#definehas no size as it's not a type but a plain text substitution into your C++ code. #defineis a preprocessing directive and it runs before your code even begins to be compiled .

#define没有大小，因为它不是一种类型，而是对 C++ 代码的纯文本替换。 #define是一个预处理指令，它甚至在您的代码开始编译之前运行。

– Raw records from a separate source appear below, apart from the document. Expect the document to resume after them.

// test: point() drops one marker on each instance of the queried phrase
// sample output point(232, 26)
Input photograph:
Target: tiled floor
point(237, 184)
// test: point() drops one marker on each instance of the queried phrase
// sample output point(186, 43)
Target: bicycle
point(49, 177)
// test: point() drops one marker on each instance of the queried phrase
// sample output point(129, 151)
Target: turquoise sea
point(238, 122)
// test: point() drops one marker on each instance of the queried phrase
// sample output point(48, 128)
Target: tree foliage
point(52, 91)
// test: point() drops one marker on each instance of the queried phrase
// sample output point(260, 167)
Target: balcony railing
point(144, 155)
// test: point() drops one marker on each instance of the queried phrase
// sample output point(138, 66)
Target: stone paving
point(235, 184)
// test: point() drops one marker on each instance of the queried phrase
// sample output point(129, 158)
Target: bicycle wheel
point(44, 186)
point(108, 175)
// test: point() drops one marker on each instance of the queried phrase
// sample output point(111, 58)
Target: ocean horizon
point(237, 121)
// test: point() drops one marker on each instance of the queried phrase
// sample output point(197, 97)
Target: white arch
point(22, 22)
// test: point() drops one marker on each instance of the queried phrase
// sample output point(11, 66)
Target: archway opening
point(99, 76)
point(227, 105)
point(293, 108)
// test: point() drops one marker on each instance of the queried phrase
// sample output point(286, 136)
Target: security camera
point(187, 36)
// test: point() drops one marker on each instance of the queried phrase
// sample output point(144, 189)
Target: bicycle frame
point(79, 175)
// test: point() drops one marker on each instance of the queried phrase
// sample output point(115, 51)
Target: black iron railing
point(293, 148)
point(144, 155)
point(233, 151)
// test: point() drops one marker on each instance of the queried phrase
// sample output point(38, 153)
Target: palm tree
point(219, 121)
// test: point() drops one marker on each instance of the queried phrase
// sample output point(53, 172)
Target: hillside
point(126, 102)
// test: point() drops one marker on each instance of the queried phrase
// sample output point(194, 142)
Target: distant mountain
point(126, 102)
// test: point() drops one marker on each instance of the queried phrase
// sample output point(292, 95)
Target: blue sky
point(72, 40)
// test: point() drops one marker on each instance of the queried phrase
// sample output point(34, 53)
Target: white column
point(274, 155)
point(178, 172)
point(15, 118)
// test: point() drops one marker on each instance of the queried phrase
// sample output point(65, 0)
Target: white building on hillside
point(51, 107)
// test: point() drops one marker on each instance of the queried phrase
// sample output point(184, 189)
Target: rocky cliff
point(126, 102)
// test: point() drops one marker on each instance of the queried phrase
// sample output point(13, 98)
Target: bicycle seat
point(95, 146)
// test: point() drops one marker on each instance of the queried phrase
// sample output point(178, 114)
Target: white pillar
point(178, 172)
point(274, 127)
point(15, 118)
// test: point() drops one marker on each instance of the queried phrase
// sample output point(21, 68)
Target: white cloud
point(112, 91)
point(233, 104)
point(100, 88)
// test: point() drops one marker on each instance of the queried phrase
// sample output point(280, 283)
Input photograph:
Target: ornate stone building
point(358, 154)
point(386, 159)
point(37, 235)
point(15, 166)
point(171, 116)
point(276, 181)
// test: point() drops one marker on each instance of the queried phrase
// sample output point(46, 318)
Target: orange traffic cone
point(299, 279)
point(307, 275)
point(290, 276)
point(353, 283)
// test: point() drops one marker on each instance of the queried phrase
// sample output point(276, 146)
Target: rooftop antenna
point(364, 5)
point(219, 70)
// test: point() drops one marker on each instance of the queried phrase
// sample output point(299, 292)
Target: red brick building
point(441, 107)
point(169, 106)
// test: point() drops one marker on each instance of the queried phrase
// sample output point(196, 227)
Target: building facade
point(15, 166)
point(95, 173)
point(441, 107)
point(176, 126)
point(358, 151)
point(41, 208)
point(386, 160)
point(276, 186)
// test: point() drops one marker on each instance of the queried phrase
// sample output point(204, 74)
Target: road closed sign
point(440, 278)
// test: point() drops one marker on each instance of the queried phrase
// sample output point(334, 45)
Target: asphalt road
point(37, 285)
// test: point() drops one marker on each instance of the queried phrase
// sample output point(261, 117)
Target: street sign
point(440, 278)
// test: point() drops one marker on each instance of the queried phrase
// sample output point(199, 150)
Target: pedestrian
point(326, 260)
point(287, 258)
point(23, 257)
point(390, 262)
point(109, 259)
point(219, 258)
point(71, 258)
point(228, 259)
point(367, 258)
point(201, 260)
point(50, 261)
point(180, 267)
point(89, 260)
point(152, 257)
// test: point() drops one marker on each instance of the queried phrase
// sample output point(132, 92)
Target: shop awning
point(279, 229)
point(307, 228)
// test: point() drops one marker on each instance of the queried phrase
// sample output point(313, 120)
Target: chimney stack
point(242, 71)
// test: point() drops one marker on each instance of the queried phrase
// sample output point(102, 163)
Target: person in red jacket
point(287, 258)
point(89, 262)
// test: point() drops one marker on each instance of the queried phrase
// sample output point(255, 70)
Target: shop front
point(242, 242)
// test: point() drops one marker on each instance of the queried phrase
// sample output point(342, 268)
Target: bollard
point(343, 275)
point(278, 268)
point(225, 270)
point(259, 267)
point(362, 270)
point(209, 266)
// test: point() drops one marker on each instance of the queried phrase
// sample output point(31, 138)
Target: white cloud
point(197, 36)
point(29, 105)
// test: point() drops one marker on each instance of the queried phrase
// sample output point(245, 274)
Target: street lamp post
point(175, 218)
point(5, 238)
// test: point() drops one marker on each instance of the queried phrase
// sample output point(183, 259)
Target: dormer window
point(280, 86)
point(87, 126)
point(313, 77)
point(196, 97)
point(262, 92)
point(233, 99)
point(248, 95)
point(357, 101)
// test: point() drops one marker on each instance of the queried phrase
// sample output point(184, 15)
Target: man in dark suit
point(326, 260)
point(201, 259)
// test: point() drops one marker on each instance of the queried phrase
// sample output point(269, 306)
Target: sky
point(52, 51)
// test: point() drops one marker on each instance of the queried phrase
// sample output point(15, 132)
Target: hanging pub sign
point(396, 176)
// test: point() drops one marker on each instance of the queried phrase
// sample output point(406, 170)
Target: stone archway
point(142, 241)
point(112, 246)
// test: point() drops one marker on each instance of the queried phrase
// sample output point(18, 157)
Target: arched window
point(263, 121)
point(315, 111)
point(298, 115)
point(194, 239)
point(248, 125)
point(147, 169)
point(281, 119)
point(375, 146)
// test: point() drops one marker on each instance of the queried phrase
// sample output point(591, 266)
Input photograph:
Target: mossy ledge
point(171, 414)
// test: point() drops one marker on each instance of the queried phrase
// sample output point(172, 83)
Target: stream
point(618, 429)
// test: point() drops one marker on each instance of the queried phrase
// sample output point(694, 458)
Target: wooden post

The size in C++ code after substitution is whatever the size is of what C++ expression or code you have there. For example if you suffix with Llike 102Lthen it is seen a long, otherwise with no suffix, just an int. So 4 bytes on x86 and x64 probably, but this is compiler dependent.

替换后 C++ 代码中的大小是您在那里拥有的 C++ 表达式或代码的大小。例如，如果你加上Llike后缀，102L那么它是一个 long，否则没有后缀，只有一个 int。所以 x86 和 x64 上可能有 4 个字节，但这取决于编译器。

Perhaps the C++ standard's Integer literal section will clear it up for you (Section 2.13.1-2 of the C++03 standard):

也许 C++ 标准的整数文字部分会为您清除它（C++03 标准的第 2.13.1-2 节）：

The type of an integer literal depends on its form, value, and suffix. If it is decimal and has no suffix, it has the first of these types in which its value can be represented: int, long int; if the value cannot be represented as a long int, the behavior is undefined. If it is octal or hexadecimal and has no suffix, it has the first of these types in which its value can be represented: int, unsigned int, long int, unsigned long int. If it is suffixed by u or U, its type is the first of these types in which its value can be represented: unsigned int, unsigned long int. If it is suffixed by l or L, its type is the first of these types in which its value can be represented: long int, unsigned long int. If it is suffixed by ul, lu, uL, Lu, Ul, lU, UL, or LU, its type is unsigned long int

整数文字的类型取决于它的形式、值和后缀。如果它是十进制并且没有后缀，则它具有可以表示其值的这些类型中的第一个：int、long int；如果该值不能表示为 long int，则行为未定义。如果它是八进制或十六进制并且没有后缀，则它具有可以表示其值的这些类型中的第一个：int、unsigned int、long int、unsigned long int。如果以 u 或 U 为后缀，则其类型是这些类型中第一个可以表示其值的类型：unsigned int、unsigned long int。如果以 l 或 L 为后缀，则其类型是这些类型中第一个可以表示其值的类型：long int、unsigned long int。如果以 ul、lu、uL、Lu、Ul、lU、UL 或 LU 为后缀，则其类型为 unsigned long int

A plain integer is going to be implicitly cast to intin all calculations and assignments.

将int在所有计算和分配中隐式转换为普通整数。

#definesimply tells the preprocessor to replace all references to a symbol with something else. This is the same as doing a global find-replace on your code and replacing M_40with 40.

#define只是告诉预处理器用其他东西替换对符号的所有引用。这与对代码执行全局查找替换并替换M_40为40.

A #define value has no size, specifically. It's just text substitution. It depends on the context of where (and what) is being substituted.

特别地，#define 值没有大小。这只是文本替换。这取决于替换位置（以及替换内容）的上下文。

In your example, where you use M_40, the compile will see 40, and usually treat it as in int.

在您的示例中，在您使用 的地方M_40，编译将看到40，并且通常将其视为int。

However, if we had:

但是，如果我们有：

void SomeFunc(long);

SomeFunc(M_40);

It will be treated as a long.

它将被视为长期。

Preprocessor macros get literally swapped in during the preprocess stage of the compilation.

预处理器宏在编译的预处理阶段被逐字交换。

For example the code

例如代码

#define N 5

int value = N;

will get swapped for

将被交换

int value = 5;

when the compiler sees it. It does not have a size of its own as such

当编译器看到它时。它没有自己的大小

The preprocessor just does simple text substitution, so the fact that your constant is in a #definedoesn't matter. All the C standard says is that "Each constant shall have a type and the value of a constant shall be in the range of representable values for its type." C++ is likely to not vary too much from that.

预处理器只进行简单的文本替换，因此常量在 a#define中的事实无关紧要。C 标准说的是“每个常量都应该有一个类型，常量的值应该在其类型的可表示值范围内”。C++ 可能与此相差不大。